Kaiser Wilhelm lebt I: Barstraße und Barbrücke

Rings um den Dorfkern von Wilmersdorf, die Wilhelmsaue, gibt es eine Reihe von Straßen, die ihren Namen zu Ehren des „Heldenkaisers“ Wilhelm I. (1797-1888) erhalten haben. Das fängt schon mit der Wilhelmsaue selbst an, der Dorfstraße, die um 1874 patriotischerweise zur Wilhelmstraße wurde und dann 1888, wenige Tage nach des Kaisers Tod, zur poetisch anmutenden Wilhelmsaue. Andere Straßennamen erinnern an seine Taten aus der Zeit von 1814 bis 1870:

  • Befreiungskriege 1813-15: Barstraße; siehe dazu den Text unten.  (Auch die Brienner Straße nimmt Bezug auf die Befreiungskriege, u.zw. auf die Schlacht bei Brienne-le-Château 1814, jedoch ohne Beteiligung des späteren Kaisers; wird auch von französischer Seite als Sieg reklamiert.)

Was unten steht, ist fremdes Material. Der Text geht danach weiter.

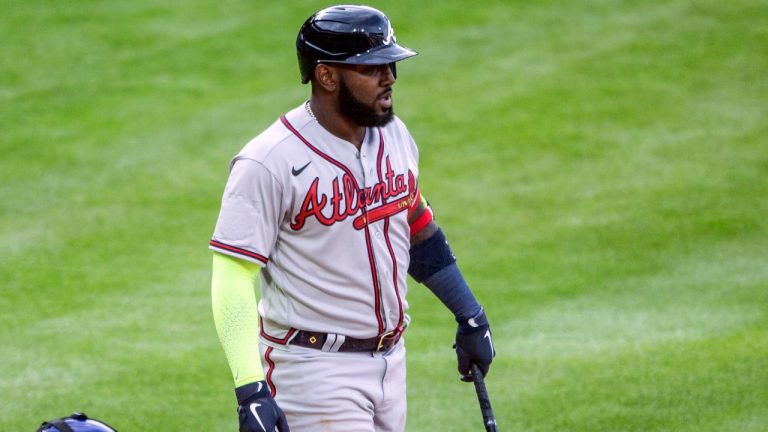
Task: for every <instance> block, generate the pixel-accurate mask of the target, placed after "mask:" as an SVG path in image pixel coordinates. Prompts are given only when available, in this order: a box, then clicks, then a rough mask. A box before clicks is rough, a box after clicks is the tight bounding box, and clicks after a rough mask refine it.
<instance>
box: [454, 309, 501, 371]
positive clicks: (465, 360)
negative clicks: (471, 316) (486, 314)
mask: <svg viewBox="0 0 768 432" xmlns="http://www.w3.org/2000/svg"><path fill="white" fill-rule="evenodd" d="M453 347H454V348H455V349H456V357H457V358H458V361H459V373H460V374H461V380H462V381H466V382H472V375H470V368H471V366H472V364H476V365H477V366H479V367H480V371H482V373H483V377H485V375H486V374H487V373H488V369H489V368H490V367H491V362H492V361H493V357H495V356H496V350H495V349H494V348H493V340H492V336H491V327H490V325H489V324H488V318H486V316H485V311H483V310H482V309H480V313H478V314H477V315H475V316H474V317H472V318H470V319H468V320H462V321H459V326H458V328H457V329H456V343H455V344H454V345H453Z"/></svg>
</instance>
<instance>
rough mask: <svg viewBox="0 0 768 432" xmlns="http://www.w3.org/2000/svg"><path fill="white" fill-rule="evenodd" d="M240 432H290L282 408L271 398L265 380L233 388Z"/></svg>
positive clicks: (270, 396) (271, 395) (286, 421)
mask: <svg viewBox="0 0 768 432" xmlns="http://www.w3.org/2000/svg"><path fill="white" fill-rule="evenodd" d="M235 394H236V395H237V403H238V407H237V414H238V417H240V432H274V431H278V432H290V431H289V430H288V422H287V421H286V419H285V414H283V410H281V409H280V407H278V406H277V402H275V400H274V399H273V398H272V393H270V391H269V386H268V385H267V382H266V381H257V382H255V383H250V384H246V385H244V386H241V387H238V388H236V389H235Z"/></svg>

  • Revolution von 1848/49: Badensche, Bruchsaler, Durlacher, Kuppenheimer, Waghäuseler Straße. An diesen badischen Orten wurde der Versuch von Demokraten, die Märzrevolution von 1848 doch noch zu vollenden, von preußischen Truppen unter Oberbefehl des „Kartäschenprinzen“ und späteren Kaisers Wilhelm niedergeschlagen (siehe auch Informationstafel im Volkspark).
  • Preußisch-österreichischer Krieg 1866: Nassauische Straße. Nach dem Sieg im Kampf um die Vorherrschaft in Deutschland annektierte Preußen das feindliche Herzogtum Nassau (siehe dazu Teil 2).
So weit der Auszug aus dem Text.